On Insanity, enemy shields regenerate irritatingly fast, so using GSB to pop off a couple more shots with the Carnifex is really convenient compared to ducking down and waiting for your shields to come back up.
Now compare that to the Adept, where they have Warp to take down shields but nothing great to take down armor. Admittedly I never finished the whole game as an Adept, but it seems mandatory to bring somebody with armor-breaking powers as an Adept, which isn't the case for the other classes.
...the first part is just kind of incomprehensible to me. Shields are an annoying problem - for non-standard enemies like Blue Suns Centurions or Eclipse Engineers, who actually do regen them - but why would you fix that with post-AR shots (when shields are usually the first thing to go, and don't take all that long to kill, either) from the
Carnifex, of all things (no modifier against shields, takes awhile to pull out, generally requires a pause to do so) instead of just letting your squaddies do the work for you with Overload/Drain and Squad Disruptor Ammo?

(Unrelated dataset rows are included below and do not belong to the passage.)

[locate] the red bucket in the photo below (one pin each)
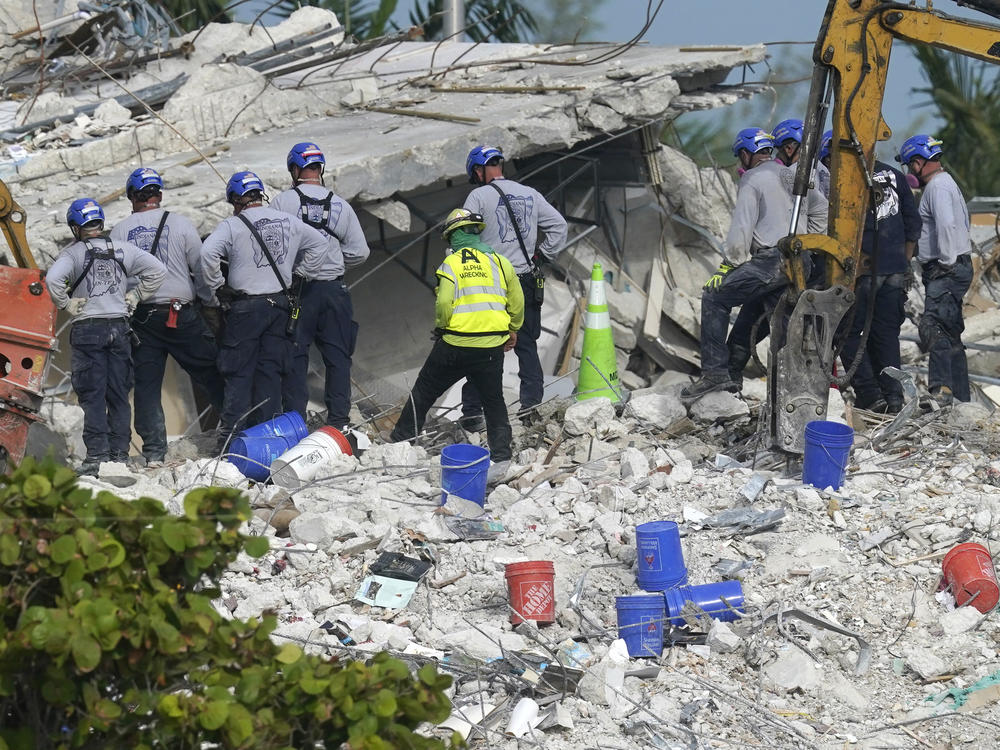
(968, 571)
(532, 591)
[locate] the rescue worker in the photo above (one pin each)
(479, 310)
(90, 281)
(327, 314)
(787, 137)
(168, 322)
(891, 229)
(263, 247)
(944, 251)
(751, 267)
(524, 228)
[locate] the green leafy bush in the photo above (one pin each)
(110, 639)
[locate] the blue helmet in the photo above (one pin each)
(753, 140)
(478, 157)
(83, 211)
(242, 183)
(141, 178)
(925, 146)
(788, 130)
(304, 154)
(826, 144)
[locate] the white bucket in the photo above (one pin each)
(303, 462)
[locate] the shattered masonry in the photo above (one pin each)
(865, 559)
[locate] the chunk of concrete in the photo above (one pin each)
(110, 112)
(583, 416)
(657, 409)
(721, 638)
(793, 670)
(634, 464)
(960, 620)
(719, 406)
(924, 662)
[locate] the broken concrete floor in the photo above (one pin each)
(867, 558)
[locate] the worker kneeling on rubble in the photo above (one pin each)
(944, 251)
(892, 227)
(90, 281)
(751, 268)
(167, 322)
(479, 310)
(264, 248)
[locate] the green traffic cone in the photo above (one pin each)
(598, 366)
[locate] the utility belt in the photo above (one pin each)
(438, 332)
(172, 308)
(98, 321)
(163, 306)
(535, 281)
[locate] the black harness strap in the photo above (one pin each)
(267, 253)
(513, 220)
(108, 253)
(326, 203)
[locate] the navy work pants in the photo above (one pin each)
(102, 378)
(882, 348)
(326, 319)
(192, 346)
(941, 328)
(759, 277)
(445, 366)
(253, 355)
(526, 349)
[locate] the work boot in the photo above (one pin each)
(943, 395)
(496, 473)
(707, 384)
(878, 406)
(473, 423)
(89, 468)
(737, 378)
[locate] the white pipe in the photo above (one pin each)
(454, 20)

As an Adept, you got it backwards: Adepts have no dedicated powers to eliminate shields, but a very good one for killing barriers and armor (Warp). For shields, they have the obvious solution of their own SMGs, which get modifiers against shields (unlike most Soldier weapons; ARs get a small modifier against shields, but only on the GPR is it significant; no weapon gets a modifier against shields like the Tempest does) or taking a bonus power like Drain that clears that sole weakness. And, of course, the option of taking along a squadmate - certainly limiting to an extent, but hardly crippling when most squadmate tactics on Insanity are designed to get them to do most of the work of killing shields for you. Finally, as I emphasized above, shields are not an enemy's biggest bar like health is - they're not even close to being on a par. Health is still the most important thing you have to deal with on any enemy, and the Adept possesses an unusual number of options for this. This is where the Adept gets unbalanced. Adepts may not be able to
directly bludgeon their way through shields in their capacity as a caster, but their crowd-control options are unsurpassed (a key benefit in and of themselves) and leave an excellent window for dealing with shields
indirectly, because crowd-control isn't bothered by modifiers against protection. This opens you up to the wonderful world of Warp bombs. Adepts' crowd-control hasn't really been changed that much from the first game - overpoweringly awesome, and BioWare even gave them the extra benefit of the Warp bomb, which is just
sick - but did everybody the favor of removing the Adept's ability to hit anybody and everybody with biotics, regardless of protection, that so unbalanced the class in the first game.
LightSpectra said:
She may be useful, but that should never be a reason for paying for DLC. Her mission is only about an hour long, and that doesn't justify the price tag in my opinion.
I don't see why
loads of extra content in the rest of the game should not be a reason for paying for DLC, any more than
you get an excellent new weapon (the Locust in this case, which revolutionizes all non-Soldier classes) or
getting a highly useful squadmate should not. All reasons certainly sufficed in my case. At any rate, YMMV.